I ran into an interesting question this week, and had to do some digging around to find the answer. The issue was from a vendor, and boiled down to "we need to have SQL Authentication enabled on your server (mixed mode) because even though we are not connecting to the SQL Server with SQL auth, we are using Execute As to change the security context for stored procedures, using multiple schemas, and that requires SQL accounts." I told them I didn't think those two things were related, but I had to do a little research to be sure. As far as I can tell, they are mostly unrelated.

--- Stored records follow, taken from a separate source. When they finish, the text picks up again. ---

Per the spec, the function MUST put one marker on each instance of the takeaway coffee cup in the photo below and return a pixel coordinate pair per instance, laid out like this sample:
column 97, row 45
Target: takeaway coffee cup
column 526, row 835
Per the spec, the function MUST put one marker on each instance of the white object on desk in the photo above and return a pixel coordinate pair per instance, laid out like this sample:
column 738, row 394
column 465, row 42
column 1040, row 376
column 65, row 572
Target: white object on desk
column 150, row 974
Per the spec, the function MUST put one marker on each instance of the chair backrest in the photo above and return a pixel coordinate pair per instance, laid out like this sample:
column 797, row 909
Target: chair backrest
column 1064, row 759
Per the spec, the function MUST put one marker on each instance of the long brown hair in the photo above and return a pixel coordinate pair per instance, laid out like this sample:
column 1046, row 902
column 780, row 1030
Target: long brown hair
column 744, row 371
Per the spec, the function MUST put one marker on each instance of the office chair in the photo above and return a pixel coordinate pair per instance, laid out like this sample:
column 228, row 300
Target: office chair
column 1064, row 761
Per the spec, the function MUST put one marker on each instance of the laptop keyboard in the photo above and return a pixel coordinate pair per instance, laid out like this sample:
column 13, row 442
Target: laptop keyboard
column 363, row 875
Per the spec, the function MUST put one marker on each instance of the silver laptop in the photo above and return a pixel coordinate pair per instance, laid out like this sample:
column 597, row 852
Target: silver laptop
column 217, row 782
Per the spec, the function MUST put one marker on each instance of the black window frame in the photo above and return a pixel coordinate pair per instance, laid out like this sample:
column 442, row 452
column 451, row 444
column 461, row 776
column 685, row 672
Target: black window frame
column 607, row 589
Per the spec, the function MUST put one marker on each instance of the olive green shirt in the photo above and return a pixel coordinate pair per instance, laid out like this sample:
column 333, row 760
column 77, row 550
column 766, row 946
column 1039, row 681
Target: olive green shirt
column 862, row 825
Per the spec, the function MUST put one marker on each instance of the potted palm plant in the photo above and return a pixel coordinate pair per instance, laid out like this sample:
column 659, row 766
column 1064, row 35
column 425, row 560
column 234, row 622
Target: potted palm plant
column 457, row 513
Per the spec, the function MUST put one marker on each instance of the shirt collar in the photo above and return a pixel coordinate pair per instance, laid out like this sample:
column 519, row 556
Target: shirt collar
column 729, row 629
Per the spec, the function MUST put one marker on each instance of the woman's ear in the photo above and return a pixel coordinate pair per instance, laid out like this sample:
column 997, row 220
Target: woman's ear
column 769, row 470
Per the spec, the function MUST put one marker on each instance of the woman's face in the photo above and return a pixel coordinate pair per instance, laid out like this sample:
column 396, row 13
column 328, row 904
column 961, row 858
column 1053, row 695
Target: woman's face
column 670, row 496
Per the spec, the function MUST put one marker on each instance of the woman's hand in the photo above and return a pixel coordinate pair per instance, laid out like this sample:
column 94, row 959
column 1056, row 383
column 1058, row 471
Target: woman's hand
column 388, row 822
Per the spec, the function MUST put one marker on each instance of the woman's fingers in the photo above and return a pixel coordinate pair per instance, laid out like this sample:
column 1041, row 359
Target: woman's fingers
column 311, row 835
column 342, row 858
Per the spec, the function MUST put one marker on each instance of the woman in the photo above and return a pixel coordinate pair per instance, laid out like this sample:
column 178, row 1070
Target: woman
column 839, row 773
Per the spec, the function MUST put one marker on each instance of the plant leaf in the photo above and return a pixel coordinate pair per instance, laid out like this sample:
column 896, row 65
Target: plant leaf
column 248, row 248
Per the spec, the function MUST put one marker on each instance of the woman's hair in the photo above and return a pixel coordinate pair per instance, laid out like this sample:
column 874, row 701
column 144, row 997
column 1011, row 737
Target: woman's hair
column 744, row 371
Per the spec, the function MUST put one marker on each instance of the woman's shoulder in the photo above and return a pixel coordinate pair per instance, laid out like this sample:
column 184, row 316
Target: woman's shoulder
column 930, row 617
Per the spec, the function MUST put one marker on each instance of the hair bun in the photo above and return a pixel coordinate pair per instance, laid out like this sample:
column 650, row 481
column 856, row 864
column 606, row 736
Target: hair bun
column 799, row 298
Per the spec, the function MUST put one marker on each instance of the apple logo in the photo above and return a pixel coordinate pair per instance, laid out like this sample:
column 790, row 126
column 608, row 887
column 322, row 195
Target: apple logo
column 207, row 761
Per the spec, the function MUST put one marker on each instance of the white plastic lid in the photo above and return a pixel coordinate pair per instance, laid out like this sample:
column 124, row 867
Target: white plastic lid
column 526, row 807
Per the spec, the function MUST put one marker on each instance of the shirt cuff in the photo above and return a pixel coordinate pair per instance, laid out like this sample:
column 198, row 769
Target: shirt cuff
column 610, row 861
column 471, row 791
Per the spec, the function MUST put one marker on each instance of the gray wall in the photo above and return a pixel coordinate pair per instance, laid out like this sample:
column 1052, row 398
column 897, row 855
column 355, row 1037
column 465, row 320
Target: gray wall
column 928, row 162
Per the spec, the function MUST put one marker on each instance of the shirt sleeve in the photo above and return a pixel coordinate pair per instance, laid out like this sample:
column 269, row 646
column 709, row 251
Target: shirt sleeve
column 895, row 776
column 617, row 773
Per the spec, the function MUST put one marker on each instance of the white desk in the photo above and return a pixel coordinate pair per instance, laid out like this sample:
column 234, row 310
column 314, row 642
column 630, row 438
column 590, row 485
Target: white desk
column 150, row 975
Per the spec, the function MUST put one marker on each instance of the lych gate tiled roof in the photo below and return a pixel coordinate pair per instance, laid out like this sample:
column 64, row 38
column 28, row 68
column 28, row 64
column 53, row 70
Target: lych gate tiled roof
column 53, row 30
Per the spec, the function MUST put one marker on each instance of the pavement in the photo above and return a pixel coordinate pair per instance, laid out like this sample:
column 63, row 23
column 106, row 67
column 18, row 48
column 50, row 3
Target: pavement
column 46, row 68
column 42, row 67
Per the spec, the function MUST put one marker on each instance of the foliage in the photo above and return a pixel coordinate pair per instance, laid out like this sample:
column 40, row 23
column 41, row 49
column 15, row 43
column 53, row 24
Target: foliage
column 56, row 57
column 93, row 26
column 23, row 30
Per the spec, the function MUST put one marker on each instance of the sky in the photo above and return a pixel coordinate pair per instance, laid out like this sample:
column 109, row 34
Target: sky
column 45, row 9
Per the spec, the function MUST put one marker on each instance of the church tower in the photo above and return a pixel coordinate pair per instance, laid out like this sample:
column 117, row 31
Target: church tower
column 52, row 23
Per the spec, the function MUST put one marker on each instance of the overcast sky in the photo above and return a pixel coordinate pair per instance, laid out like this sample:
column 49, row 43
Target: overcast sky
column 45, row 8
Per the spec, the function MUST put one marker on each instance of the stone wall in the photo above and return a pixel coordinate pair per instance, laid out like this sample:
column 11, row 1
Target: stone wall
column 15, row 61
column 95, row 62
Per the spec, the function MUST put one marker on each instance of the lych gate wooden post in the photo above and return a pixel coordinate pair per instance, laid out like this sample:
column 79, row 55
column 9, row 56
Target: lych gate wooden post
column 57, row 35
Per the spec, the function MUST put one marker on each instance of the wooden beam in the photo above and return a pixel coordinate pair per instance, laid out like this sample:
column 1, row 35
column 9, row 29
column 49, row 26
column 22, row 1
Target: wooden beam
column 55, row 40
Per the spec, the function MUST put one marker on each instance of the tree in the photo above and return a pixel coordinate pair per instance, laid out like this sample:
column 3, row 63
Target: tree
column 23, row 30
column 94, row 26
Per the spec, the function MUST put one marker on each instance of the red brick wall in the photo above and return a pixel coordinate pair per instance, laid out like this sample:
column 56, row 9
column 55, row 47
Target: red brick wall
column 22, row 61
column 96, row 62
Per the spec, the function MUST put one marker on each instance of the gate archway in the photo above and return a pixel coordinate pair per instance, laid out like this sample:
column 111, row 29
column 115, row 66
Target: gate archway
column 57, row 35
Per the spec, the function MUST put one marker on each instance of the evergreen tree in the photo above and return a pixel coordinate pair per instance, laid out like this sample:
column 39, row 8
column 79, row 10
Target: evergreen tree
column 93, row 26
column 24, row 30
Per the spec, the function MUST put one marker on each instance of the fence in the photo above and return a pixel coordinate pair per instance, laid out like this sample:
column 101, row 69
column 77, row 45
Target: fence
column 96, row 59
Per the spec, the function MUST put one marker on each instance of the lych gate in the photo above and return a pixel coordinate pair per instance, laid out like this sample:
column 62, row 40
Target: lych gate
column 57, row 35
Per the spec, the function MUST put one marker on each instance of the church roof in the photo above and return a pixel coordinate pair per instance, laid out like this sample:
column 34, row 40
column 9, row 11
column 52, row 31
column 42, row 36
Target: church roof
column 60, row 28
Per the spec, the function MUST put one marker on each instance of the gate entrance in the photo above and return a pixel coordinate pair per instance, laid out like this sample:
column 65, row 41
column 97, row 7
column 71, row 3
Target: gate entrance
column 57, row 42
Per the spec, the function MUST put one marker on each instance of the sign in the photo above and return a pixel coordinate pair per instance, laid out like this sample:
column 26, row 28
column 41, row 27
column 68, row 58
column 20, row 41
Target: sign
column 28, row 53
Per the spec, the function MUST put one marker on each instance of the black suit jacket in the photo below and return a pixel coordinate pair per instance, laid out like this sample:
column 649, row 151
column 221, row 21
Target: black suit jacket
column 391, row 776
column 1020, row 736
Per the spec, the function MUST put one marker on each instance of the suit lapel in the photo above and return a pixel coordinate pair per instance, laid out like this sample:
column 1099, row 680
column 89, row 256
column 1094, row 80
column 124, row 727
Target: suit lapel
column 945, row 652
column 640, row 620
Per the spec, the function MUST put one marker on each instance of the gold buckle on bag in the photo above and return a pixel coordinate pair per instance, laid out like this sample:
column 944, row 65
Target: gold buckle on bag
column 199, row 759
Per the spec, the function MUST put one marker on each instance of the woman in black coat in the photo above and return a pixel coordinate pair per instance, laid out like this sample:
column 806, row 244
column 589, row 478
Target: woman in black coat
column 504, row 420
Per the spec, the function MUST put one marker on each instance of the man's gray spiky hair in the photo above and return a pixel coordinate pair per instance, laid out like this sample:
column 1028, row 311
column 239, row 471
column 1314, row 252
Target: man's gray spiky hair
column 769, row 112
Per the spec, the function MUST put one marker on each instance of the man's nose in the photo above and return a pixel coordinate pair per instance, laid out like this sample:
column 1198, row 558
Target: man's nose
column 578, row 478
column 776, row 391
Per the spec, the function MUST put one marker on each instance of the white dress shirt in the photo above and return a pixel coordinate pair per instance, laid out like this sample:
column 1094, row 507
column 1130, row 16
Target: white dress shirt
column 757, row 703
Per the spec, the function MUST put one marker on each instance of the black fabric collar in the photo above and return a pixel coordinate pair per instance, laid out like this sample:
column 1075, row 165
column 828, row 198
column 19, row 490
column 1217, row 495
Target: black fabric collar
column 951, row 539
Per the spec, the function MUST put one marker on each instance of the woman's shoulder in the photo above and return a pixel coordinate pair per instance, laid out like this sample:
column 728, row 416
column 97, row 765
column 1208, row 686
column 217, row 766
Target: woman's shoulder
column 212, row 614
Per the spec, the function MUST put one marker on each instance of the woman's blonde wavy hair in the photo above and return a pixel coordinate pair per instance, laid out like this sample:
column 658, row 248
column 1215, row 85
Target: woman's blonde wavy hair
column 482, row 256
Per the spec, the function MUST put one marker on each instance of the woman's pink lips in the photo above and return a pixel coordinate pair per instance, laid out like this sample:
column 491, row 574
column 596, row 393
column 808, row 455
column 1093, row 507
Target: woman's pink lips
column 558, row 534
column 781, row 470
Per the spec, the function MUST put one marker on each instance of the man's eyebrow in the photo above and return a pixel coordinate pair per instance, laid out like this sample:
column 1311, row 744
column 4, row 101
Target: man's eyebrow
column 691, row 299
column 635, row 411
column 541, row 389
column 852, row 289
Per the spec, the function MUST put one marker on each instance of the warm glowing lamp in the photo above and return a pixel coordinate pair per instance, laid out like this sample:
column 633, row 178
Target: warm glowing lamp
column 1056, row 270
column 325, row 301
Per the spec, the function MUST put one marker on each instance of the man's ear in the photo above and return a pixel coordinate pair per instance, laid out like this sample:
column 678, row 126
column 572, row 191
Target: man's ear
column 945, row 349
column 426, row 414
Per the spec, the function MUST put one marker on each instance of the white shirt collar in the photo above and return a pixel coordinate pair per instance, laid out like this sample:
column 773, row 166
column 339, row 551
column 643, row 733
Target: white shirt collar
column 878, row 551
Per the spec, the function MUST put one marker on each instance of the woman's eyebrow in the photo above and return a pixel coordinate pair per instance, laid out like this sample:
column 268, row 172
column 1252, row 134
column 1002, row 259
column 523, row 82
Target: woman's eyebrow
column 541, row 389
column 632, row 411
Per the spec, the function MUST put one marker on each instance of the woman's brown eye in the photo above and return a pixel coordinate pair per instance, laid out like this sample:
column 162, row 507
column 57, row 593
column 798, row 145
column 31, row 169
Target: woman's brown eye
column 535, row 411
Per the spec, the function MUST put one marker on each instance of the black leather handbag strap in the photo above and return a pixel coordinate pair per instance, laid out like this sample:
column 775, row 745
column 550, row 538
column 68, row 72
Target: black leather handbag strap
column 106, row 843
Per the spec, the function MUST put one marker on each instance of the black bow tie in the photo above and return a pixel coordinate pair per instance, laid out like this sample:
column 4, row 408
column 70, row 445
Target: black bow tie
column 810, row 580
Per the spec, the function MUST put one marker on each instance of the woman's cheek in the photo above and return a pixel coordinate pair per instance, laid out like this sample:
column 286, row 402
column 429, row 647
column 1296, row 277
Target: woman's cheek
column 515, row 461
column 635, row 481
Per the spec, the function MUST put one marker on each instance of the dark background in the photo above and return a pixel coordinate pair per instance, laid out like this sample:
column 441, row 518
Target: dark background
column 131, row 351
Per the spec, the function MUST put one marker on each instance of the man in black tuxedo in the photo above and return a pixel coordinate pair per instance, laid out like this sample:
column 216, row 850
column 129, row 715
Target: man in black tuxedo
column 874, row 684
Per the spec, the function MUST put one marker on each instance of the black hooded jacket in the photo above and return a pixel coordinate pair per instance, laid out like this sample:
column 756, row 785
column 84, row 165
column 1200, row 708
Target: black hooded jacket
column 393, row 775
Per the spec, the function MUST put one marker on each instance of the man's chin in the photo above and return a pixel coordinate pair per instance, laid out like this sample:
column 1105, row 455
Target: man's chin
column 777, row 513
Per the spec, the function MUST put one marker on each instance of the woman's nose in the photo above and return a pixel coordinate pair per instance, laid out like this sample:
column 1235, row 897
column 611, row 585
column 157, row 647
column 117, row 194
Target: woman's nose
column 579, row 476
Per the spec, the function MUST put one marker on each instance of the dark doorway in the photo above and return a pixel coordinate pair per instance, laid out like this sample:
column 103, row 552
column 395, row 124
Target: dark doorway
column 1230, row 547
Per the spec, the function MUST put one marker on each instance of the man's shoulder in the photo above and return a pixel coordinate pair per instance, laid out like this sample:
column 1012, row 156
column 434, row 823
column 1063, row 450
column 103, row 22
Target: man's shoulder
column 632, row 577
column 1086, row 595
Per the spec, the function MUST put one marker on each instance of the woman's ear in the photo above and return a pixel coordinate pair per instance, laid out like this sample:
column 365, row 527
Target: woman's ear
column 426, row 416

CREATE PROCEDURE ... WITH EXECUTE AS typically points to a specific user in a database. If you've ever tackled the common "orphaned user" issue, for example when moving data between servers, then you probably know that a user and a login are separate objects. A user object is in the context of a specific database, and a login is a server-wide object. Database user objects are typically linked to server logins, but that isn't a requirement. In fact, the Create User statement has an optional clause "WITHOUT LOGIN" that will make a user in a database and not link it to any server login.
So, if your security design involves encapsulating logic in stored procs that execute as a user with higher privileges (good idea!) and for some reason you want to use an explicit user instead of dbo, then you can, if you want, create the elevated-priv user as any of these options:
- Linked to a SQL Login (unless you try to avoid SQL Authentication, as I do)
- Linked to a Windows Login
- Not linked to any Login (this has the interesting property that no one can log in to the server using this identity)
The only limitations, as far as I know, are that if the user isn't connected to any login at all, then it will only have permissions within your single DB, and can't manipulate data in other databases on the same server except as "guest." The user also cannot execute any server-wide operation. That makes sense; manipulating things across multiple databases would demand the permissions in the target database provided by a login. BOL has the details under "Execute As Clause."
Need proof? Try this out:
CREATE DATABASE ExecAsTestDB
GO
USE ExecAsTestDB
GO
-- Create samples including multiple schemas
CREATE SCHEMA report_schema
GO
CREATE SCHEMA foo_schema
GO
-- Make one login-less user and one user linked to a Windows login
CREATE USER report_db_user WITHOUT LOGIN WITH DEFAULT_SCHEMA = report_schema
CREATE USER foo_db_user FOR LOGIN [mydomain\foo] WITH DEFAULT_SCHEMA = foo_schema
GO
-- Test tables
CREATE TABLE report_schema.report_data ( val VARCHAR(100) )
CREATE TABLE foo_schema.foo_data ( val VARCHAR(100) )
GO
-- Grant permissions at the schema level to the test users
GRANT SELECT, INSERT, UPDATE, DELETE ON SCHEMA::report_schema TO report_db_user
GRANT SELECT, INSERT, UPDATE, DELETE ON SCHEMA::foo_schema TO foo_db_user
GO
-- Procedures that run in the context of each user, and as dbo
CREATE PROCEDURE dbo.do_report_things
WITH EXECUTE AS 'report_db_user'
AS
BEGIN
INSERT INTO report_schema.report_data (val) VALUES ('Grok')
END
GO
CREATE PROCEDURE dbo.do_foo_things
WITH EXECUTE AS 'foo_db_user'
AS
BEGIN
INSERT INTO foo_schema.foo_data (val) VALUES ('Bar')
END
GO
CREATE PROCEDURE dbo.do_foo_things_as_dbo
WITH EXECUTE AS 'dbo'
AS
BEGIN
INSERT INTO foo_schema.foo_data (val) VALUES ('Bar')
END
GO
-- Test the procs
EXEC dbo.do_report_things
EXEC dbo.do_foo_things
EXEC dbo.do_foo_things_as_dbo
SELECT * FROM report_schema.report_data
SELECT * FROM foo_schema.foo_data
GO
Obviously, test your stuff carefully if you try this trick.